Dewey Decimal Number Decoder
This clever system of decimal location numbers  gives library users the ability to "browse books of similar topic" simply by going to the library isle location for a topic. 

However, when the DBMS stores digital objects directly in it's database file, there is no need for browsing. Objects are stored at a byte offset from the start of the database file. If the digital records are each 100 bytes long and you want to retrieve the 5th record, simply read 100 bytes of data starting 500 bytes in from the start of the database file. 



DATABASE FILE STRUCTURE:



Database File Record Offsets
The picture to the right shows three records each with only two fields. The records are stored inside a database file which is normally visualized as a long linear string of bytes but shown here instead as stacked on top of each other for display purposes. In real-life there can be more than two columns of data about each entity but for display purposes we have shown only two. This is how the records are actually stored in the database file. Just like in an Excel spreadsheet, each row contains columns of data about a single entity. 



Single index is smaller than full book record it points to on disk
Recall, that the "job" of a database is to NOT just store the records row by row in a database file but to allow humans to query for specific records in that database file. The DB file could potential contain millions of rows of records. If when the DBMS receives a query from a human asking for all the books with a "publication date" after 2012,
Last_Name index shows record location
It would take too long to simply read through each of the 1 million records describing the specific books pulling out the books that match the requested criteria (>2012). The database needs to build a digital version of a library card catalog. The DBMS can search these indexes hold a single piece of sorted metadata and the location of that specific book. Because the indexes are sorted and hold far fewer columns of data than the actual records they point to ... they can be searched much quicker than reading through the whole table of full records. Searching a catalog of index records which have been sorted by "publication year" allows the DBMS to quickly locate all the "books published after 2012".

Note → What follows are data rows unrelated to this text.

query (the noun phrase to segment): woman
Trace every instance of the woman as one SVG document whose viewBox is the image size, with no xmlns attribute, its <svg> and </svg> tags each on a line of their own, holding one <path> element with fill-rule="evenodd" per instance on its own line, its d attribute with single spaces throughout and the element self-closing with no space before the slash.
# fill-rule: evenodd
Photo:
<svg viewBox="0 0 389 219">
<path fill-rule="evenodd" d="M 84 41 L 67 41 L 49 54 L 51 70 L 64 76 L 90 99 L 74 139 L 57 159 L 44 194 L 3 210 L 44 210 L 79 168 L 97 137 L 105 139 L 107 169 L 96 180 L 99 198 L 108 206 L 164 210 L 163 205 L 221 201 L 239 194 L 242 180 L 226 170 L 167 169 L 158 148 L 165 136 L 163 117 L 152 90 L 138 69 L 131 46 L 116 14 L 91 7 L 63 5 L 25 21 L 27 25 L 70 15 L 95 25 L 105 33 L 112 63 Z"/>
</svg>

Indexes sorted alphabetically in RAM

While the the database records are stored on disk, the indexes, due to their smaller size, can be stored in RAM. As each new book is added to or removed from the library, the DBMS will need to update each books associated index. Because the indexes are in memory this process is much faster than if they were stored on disk. The requirement of keeping the indexes in memory is one of the main reasons database servers require lots of RAM. It should be noted that the use of indexes in addition to the records themselves is a duplication of data. Having many different indexes say by First_Name, Last_Name, Hire_Date, Office_location adds to the duplication and work since every time you modify or insert a record you must also update the indexes. It should also be noted that if the database records are never modified, the indexes would never also never need to change. Performance tests are often done to determine whether adding another index will have a positive or negative performance effect on the database.




TAKEAWAYS:



Modern DBMSs either store records full of metadata about entities that exist in the real world or the database records are the actual digital objects themselves. DBMSs store there data records in a database file and give humans the ability to query for a specific set of data records matching some criteria. The DBMS will keep sorted indexes in RAM to allow for fast location and retrieval of the requested set of records called a "recordset". While the database term may have been coined in 1962 to refer to the methods of storing and retrieving digital data, the concepts such as indexing and metadata have existed for millennia. In future blog posts DATABASE 102 & 103, we will investigate the database concept further. In even more database blog posts, I will investigate the different types of databases such as relational, NoSQL and NewSQL as well as their use cases.